This Democrat voted "present": Stark.
These two Democrats did not vote: Kanjorski (out sick), Watt (said he was delayed but wanted to vote Yes).
These six Democrats voted against the bill because they wanted it to be even worse:
Barrow; Boren; Davis, Lincoln; Marshall; Matheson; Taylor.
Full voting results.
FLOOR SCHEDULE FOR FRIDAY, MARCH 23, 2007: Two hours of debate began at approx. 9:45 a.m. wih Rep. Obey defending funding in a war bill for spinach, etc., and then denouncing the Washington Post for criticizing it and (rightly) for promoting the war in the first place. At 9:55 Rep. Weldon defended the glorious liberation of Iraqis and denounced the spinach and peanut funding. Then Rep. Van Hollen promoted the bill as an anti-war bill. Then Rep. Hastert opposed the bill, claiming the supplemental should only be used for emergency funds (as if the fifth year of a war is an emergency); By adding in peanuts and spinach the Dems have allowed the Republicans to oppose the bill without even talking about the war. At 10:14 Kucinich spoke for 60 seconds and said that it was a false logic to claim we need to vote for war in order to have peace, that this vote will allow the war to go on and Bush to attack Iran. The crowd cheered and was reprimanded. Obey claimed he'd tried to allow Kucinich the opportunity to speak last night; Kucinich said he had not. Some of the Democrats supporting this fund-the-war bill are not just arguing for it as an anti-war bill but are speaking strongly against the war. Murtha continues to yell and speak passionately to the point of tears about the restrictions he's including in the bill -- restrictions the bill allows the President to waive, and restrictions the President has previously tossed out with a signing statement.

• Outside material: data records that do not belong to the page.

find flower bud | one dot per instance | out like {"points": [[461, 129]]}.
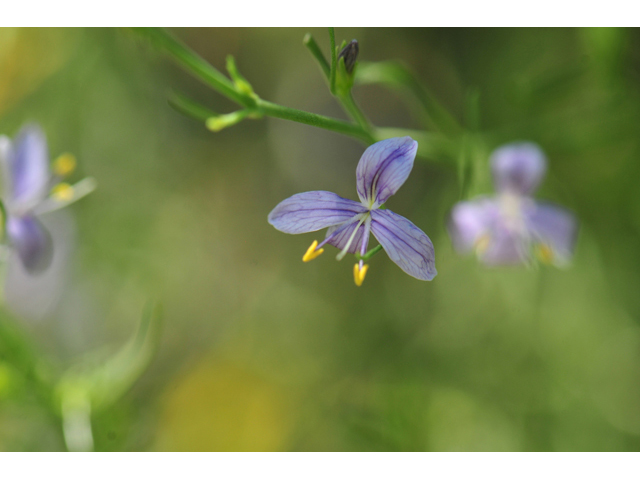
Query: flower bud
{"points": [[350, 55]]}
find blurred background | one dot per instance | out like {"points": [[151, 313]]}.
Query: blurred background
{"points": [[260, 351]]}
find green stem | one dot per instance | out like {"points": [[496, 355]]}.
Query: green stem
{"points": [[369, 254], [300, 116], [347, 101], [194, 64], [349, 104], [313, 47], [190, 108], [334, 63]]}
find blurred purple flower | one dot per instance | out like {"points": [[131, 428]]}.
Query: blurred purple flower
{"points": [[31, 190], [508, 228], [382, 170]]}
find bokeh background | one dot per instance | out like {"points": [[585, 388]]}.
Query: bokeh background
{"points": [[262, 352]]}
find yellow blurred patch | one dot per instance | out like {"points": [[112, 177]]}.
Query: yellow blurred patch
{"points": [[30, 55], [64, 165], [223, 407]]}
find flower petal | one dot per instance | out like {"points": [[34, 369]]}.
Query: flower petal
{"points": [[554, 227], [31, 241], [504, 246], [342, 233], [26, 168], [469, 221], [311, 211], [383, 168], [407, 245], [518, 168]]}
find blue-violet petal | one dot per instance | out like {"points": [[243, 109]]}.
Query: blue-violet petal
{"points": [[407, 245], [311, 211], [383, 168]]}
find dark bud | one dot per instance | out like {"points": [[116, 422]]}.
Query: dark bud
{"points": [[350, 55]]}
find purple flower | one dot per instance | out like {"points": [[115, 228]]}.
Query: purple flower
{"points": [[31, 190], [382, 170], [508, 228]]}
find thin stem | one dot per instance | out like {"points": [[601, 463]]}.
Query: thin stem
{"points": [[349, 104], [369, 254], [189, 107], [300, 116], [334, 63], [313, 47], [194, 64]]}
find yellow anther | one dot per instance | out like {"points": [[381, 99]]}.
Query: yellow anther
{"points": [[544, 253], [312, 252], [62, 192], [482, 243], [64, 164], [359, 273]]}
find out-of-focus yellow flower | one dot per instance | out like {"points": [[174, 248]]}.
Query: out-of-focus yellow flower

12:25 p.m. 15-minute vote has begun. Members of audience are shouting, and the chair has asked to have them removed.
12:42 p.m. Thus far 11 Dems have voted No, and 2 Repubs have voted Yes. The 11 Dems may include progressives and right-wingers.

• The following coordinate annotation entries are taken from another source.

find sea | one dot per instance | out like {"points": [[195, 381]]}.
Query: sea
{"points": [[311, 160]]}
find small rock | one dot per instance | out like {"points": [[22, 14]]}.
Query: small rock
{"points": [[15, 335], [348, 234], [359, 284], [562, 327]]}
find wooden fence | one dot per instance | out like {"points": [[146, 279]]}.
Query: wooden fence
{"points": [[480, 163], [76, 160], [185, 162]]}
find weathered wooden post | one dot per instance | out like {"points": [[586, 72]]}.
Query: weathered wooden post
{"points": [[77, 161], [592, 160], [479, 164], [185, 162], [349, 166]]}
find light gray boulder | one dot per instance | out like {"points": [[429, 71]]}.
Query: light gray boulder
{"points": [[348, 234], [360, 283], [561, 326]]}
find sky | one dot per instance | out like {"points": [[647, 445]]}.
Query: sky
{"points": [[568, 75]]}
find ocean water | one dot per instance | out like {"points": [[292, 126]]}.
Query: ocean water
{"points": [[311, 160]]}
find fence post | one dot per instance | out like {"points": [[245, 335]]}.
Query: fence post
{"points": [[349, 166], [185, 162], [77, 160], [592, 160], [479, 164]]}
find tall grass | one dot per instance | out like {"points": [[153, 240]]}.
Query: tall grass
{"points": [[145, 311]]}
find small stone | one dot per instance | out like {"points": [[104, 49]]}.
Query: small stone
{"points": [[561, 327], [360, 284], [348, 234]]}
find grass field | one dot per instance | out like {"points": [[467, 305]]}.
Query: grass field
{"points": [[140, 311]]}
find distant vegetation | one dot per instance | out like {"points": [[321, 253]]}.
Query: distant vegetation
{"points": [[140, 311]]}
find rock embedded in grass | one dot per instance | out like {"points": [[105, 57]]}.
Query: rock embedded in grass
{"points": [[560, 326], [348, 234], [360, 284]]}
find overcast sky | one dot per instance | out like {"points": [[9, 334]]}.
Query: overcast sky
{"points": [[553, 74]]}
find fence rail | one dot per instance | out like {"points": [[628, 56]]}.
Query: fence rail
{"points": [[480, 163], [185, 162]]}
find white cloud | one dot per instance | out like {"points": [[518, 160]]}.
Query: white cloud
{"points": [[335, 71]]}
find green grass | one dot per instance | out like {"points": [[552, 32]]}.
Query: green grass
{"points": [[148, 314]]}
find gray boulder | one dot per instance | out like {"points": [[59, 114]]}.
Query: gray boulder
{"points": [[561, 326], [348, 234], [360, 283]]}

12:44 p.m. Final vote: 218 to 212, 1 member voting "Present". The bill passes.
Two Republicans joined 216 Democrats in passing the bill. 14 Democrats voted against the bill. One Democrat voted "Present." Two Democrats and one Republican did not vote.
Some members of the House Progressive Caucus have previously stated they would vote against the Iraq supplemental unless it includes Lee's amendment (which it will not; no amendments are being permitted). But the House leadership is now pressuring them to back down. We need to find out quickly: where do Progressive Caucus members stand?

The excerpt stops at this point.